Blondell and her roommate, Lilyan Tashman, are professional lady friends to rich, sometimes married men who travel the country looking for the best time. We don’t get a lot of specifics, but it’ll turn out acerbic Tashman is the soulful one whereas Blondell is always the ditz. They’re both really good, but Tashman’s fantastic when she gets to play it earnest.
Unfortunately, they take Twelvetrees to a place she’s never frequented—a lunchtime cabaret for businessmen and their girlfriends—and she’s in for a rude awakening.
The next time jump is two to four years (I think it starts at two, then skips ahead another two to hit four total; sometimes there are title cards, sometimes not) and Twelvetrees is now on her own, trying to make her own way. She’s still good friends with Tashman and Blondell, but isn’t interested in finding men to pay for her upkeep. Instead she works at a hotel cigarette stand, charming various men, most importantly businessman John Halliday and newspaper reporter Robert Ames, but never getting serious (or horizontal) with them.
This middle section of the film, which has Twelvetrees’s anti-romance resolve breaking and coming to another rude awakening, has her best acting in the film. She’s no longer reduced to either giddiness or despair and there’s a lot of character development before she gives in to temptation.
The last act has another jump ahead—this time seven or eight years (I should remember, there’s a title card)—and at that point the film shifts from Twelvetrees being the protagonist to her being the subject. Most of the supporting cast doesn’t get old age makeup, but Twelvetrees gets very tired late thirties eyeshadow and maybe Rock gets a little. Frank McHugh, as Rock’s fellow reporter and amiable sidekick, however, gets none. And Halliday finally seems to be playing his age (late forties).

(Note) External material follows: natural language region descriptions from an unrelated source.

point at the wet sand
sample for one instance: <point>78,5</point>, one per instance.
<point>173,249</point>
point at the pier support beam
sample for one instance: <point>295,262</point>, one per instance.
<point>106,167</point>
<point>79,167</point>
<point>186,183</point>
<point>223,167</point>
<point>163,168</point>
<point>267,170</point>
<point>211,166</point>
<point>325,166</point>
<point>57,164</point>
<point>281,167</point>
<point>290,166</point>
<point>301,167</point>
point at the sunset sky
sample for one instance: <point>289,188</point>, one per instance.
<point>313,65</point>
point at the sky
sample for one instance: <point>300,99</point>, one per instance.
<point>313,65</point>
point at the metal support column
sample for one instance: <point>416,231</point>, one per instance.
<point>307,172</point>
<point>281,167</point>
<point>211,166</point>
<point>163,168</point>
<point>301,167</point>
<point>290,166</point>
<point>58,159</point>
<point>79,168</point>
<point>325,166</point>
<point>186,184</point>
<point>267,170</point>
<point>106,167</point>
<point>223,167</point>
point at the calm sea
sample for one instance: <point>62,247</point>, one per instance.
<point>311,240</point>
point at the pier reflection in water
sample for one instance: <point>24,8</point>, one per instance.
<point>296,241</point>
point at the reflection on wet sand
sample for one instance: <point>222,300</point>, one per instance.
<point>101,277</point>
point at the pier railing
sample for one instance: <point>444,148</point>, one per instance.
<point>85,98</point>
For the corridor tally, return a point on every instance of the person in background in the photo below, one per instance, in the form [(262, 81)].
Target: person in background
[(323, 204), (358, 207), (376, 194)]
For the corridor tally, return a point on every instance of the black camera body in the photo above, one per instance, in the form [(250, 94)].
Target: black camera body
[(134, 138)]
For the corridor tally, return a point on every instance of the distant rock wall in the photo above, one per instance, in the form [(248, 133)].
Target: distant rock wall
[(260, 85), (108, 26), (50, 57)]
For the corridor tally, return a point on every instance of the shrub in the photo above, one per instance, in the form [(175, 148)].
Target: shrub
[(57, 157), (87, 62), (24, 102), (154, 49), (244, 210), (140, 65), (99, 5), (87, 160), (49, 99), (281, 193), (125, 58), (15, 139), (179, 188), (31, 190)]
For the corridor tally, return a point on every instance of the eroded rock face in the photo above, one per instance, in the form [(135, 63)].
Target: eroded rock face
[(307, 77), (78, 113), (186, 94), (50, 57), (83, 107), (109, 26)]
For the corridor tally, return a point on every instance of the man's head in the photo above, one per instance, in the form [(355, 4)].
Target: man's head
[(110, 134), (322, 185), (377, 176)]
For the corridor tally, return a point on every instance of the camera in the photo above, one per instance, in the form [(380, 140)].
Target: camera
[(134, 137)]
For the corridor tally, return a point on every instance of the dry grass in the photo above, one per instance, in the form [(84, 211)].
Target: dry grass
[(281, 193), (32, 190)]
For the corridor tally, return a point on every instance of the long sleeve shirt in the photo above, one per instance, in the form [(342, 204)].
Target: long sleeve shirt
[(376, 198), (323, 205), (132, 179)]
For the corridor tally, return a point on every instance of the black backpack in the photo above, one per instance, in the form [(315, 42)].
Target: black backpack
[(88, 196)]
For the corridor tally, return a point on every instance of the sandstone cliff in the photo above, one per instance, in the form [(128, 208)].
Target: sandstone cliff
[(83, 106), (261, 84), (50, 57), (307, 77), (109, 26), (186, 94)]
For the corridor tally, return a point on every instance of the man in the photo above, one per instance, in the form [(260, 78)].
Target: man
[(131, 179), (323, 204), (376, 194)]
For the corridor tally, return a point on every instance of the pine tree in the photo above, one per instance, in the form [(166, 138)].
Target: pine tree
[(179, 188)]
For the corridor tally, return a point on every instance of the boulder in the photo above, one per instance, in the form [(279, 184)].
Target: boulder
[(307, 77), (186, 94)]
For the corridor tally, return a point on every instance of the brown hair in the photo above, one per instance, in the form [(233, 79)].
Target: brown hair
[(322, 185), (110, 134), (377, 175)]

Though the film’s very timey-wimey with the present action. If it starts in 1931 and ends in the late forties, obviously there’s no World War II because they didn’t know but there’s also no change in the world in those seventeen years. If it starts in 1914 and ends in 1931 or whatever… I mean, they missed the Great War. Also the technology appears identical.
The third act has all the suspense and the most dramatic melodrama—not really soapy though—and while the resolution sets up a far better potential story for the cast, it’s still a reasonable success. Just a bummer they weren’t able to center Twelvetrees through it—though then you couldn’t do the third act in fifteen or twenty minutes; it would’ve been nice for her to get to keep her movie in the finish.
Acting-wise, Twelvetrees, Halliday, and Tashman are the best. Ames is a little flat, though some of it’s the script (some of it’s just everyone else having more personality). Hall’s probably the only complete whiff. Solid support from Anita Louise as well.
Millie’s a lot better than it should be, with the filmmakers actually sticking by a scandalous but also not at all story until they get it told. And when Twelvetrees gets to be the star (and have some agency), she’s excellent.